A mother dog and her puppies at the Chornobyl nuclear power plant. (Photo: Tim Mousseau / CFF+ © 2020)
Pity the poor dogs (and cats) of Chornobyl. Abandoned in 1986 by owners fleeing the nuclear disaster, their descendants live on in the Chornobyl Exclusion Zone, an area deemed too radioactive for human habitation and in a country now at war.
Shortly after the 1986 nuclear accident, that saw Chornobyl unit 4 explode and spew deadly radioactive fallout across the former Soviet Union and Western Europe, Soviet authorities made an effort to cull the abandoned pets. (For animal lovers who watched the Sky/HBO drama series, “Chernobyl”, this was a particularly disturbing episode.)
Now, Chornobyl’s hapless lost dogs and cats find themselves living in a war zone as well. Russian troops marched into the Exclusion Zone at the very start of the invasion, in late February 2022, and occupied the Chornobyl power plant site by force. When they moved on, they left behind churned up topsoil that disturbed radioactive fallout and increased radiation levels in the area. As the war drags on, it is impossible to predict whether the Russian troops will be back.
The presence today of at least several hundred semi-feral domestic dogs living around the Chornobyl plant and beyond, indicates that the 1986 cull was not, of course, entirely successful. The Dogs of Chornobyl — and their more furtive feline friends — continue to survive down the generations in a highly radioactive environment. There are other threats too, including exposure to rabies and wolf packs that prey on the dogs and their puppies.

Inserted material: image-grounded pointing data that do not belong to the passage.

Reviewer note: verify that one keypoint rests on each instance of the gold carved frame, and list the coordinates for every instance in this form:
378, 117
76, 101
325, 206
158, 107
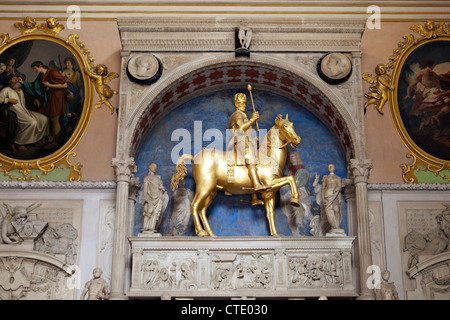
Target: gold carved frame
384, 89
60, 158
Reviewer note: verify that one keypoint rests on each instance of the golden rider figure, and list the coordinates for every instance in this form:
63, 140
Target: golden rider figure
243, 142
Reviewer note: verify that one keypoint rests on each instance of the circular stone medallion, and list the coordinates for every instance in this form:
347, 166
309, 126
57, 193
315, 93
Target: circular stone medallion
334, 68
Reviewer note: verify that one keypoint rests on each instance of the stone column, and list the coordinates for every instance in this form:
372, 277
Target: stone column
124, 170
360, 172
135, 186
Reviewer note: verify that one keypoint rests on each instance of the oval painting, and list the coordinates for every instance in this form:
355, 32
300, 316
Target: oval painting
424, 97
42, 95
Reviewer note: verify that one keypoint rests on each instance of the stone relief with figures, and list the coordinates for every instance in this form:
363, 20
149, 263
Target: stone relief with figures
426, 253
231, 268
37, 251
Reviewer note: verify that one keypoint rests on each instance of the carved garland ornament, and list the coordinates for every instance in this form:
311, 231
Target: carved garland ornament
35, 157
416, 82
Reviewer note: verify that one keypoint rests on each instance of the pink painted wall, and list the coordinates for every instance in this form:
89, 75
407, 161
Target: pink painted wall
97, 146
383, 143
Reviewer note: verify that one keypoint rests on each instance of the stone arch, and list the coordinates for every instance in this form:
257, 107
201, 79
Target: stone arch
263, 73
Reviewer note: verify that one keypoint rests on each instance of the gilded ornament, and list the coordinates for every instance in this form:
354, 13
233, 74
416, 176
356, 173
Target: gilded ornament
43, 158
381, 84
104, 91
418, 94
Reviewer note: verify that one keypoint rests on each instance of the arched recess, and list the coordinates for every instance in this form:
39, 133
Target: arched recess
262, 73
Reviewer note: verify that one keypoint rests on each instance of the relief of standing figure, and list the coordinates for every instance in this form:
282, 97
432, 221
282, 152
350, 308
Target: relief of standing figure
332, 201
155, 200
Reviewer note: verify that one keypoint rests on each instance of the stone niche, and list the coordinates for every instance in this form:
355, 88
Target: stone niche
259, 267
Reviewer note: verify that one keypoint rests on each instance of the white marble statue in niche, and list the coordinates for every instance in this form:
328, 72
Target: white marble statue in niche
387, 290
181, 214
155, 200
296, 215
96, 288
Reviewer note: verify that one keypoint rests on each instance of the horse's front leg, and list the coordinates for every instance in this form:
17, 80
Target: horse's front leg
269, 205
277, 183
295, 197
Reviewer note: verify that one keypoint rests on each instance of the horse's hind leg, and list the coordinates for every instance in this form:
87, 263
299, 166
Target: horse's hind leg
196, 206
205, 206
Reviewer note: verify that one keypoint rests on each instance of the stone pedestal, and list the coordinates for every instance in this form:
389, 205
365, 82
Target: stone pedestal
230, 267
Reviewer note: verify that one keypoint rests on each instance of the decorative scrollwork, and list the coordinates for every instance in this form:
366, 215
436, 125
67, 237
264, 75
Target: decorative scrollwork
385, 88
43, 163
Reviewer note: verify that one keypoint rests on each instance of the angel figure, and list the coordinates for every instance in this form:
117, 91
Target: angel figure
28, 25
103, 90
52, 26
381, 83
430, 29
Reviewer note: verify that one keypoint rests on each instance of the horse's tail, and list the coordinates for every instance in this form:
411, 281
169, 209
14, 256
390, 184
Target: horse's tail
180, 170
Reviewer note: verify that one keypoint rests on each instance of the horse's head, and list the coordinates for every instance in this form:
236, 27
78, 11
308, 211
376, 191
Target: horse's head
287, 133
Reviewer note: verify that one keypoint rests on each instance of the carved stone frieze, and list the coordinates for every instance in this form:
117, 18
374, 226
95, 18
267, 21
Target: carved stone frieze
316, 271
227, 267
28, 276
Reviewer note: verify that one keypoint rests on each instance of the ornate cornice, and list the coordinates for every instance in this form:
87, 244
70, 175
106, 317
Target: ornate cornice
408, 186
66, 185
158, 34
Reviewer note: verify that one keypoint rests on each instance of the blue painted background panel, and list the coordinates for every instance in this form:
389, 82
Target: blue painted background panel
228, 215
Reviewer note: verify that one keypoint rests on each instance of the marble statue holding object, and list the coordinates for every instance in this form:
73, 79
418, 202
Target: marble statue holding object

The workforce that had until the start of the war traveled to and from the Chornobyl site each day, had taken to feeding them. A charity, the Clean Futures Fund, has implemented a sterilization program to try to limit breeding. “It is interesting to note that there are next to no mature animals (over 6-8 years old) at the plant, and most of the dogs appear to be under 4-5 years old,” the Fund notes on its website. “There are estimated to be over 700 dogs and 100 cats that reside in the zone at any one given time.”
So how are these animals surviving? And how well?
A new study, — The dogs of Chernobyl: Demographic insights into populations inhabiting the nuclear exclusion zone — published in the journal, Science Advances, has not yet answered this fundamental question. But the researchers have been able to gather important data to enable that next step.
The group studied the DNA of three sets of dog populations: those living at the Chornobyl power plant itself; those around nine miles away in Chornobyl City and another group around 28 miles away in Slavutych.
Their task was made easier by a surprising discovery: the dogs were not living in the traditional manner of wild dogs, or their closest ancestor, the Grey Wolf, but in distinct family units.
“Consistent with previous studies, our findings highlight the tendency of semi-feral dogs, much like their wild canid ancestors, to form packs of related individuals,” the authors wrote in the Discussion section of their paper. “However, our findings also reveal that within this region, small family groups or packs of free-roaming dogs coexist in close proximity to each other, a phenomenon at odds with the generally territorial nature of domestic dog’s closest ancestor, the gray wolf.”
These distinct family groups and lack of intermingling meant the researchers could easily identify different dogs through their DNA and thus distinguish those living at the nuclear plant from those living further away.
“We know who’s related to who,” one of the authors, Elaine Ostrander, a geneticist at the National Human Genome Research Institute, told Science News.
Co-author Tim Mousseau, professor of biological sciences at the University of South Carolina, has been visiting the Chornobyl site and studying the fate of its wildlife there since the late 1990s. At the same time, he began collecting blood samples from the Chornobyl dogs, curious to know how their bodies were handling such a significant radioactive load. Those samples are now being used in the current study to examine the dogs’ DNA. Wrote the authors in their paper:
“Hence, the dogs of Chernobyl are of immense scientific relevance for understanding the impact of harsh environmental conditions on wildlife and humans alike, particularly the genetic health effects of exposure to long-term, low-dose ionizing radiation and other contaminants, i.e., their adaptation to harsh living conditions makes them an ideal system in which to identify mutational signatures resulting from historical and ongoing radiation exposures.”
Mousseau’s wildlife studies have revealed shortened lifespans among birds and small mammals as well as the prevalence of tumors, sterility and cataracts among other phenomena considered related to exposure to radiation.
How or if the DNA of the Chornobyl-affected dogs has altered can now be examined. Whereas the researchers do not yet know whether radiation exposure in particular has caused changes to the dogs’ DNA, they have the luxury of being able to compare them as a distinct group from other feral dog communities. As Mousseau described it to the Associated Press, the Chornobyl dogs “provide an incredible tool to look at the impacts of this kind of a setting”.
This in turn may lead to enlightenment on whether or not radiation damage is accumulating in their genomes and how this may affect their health and longevity — and that of other mammals similarly exposed — now and into the future.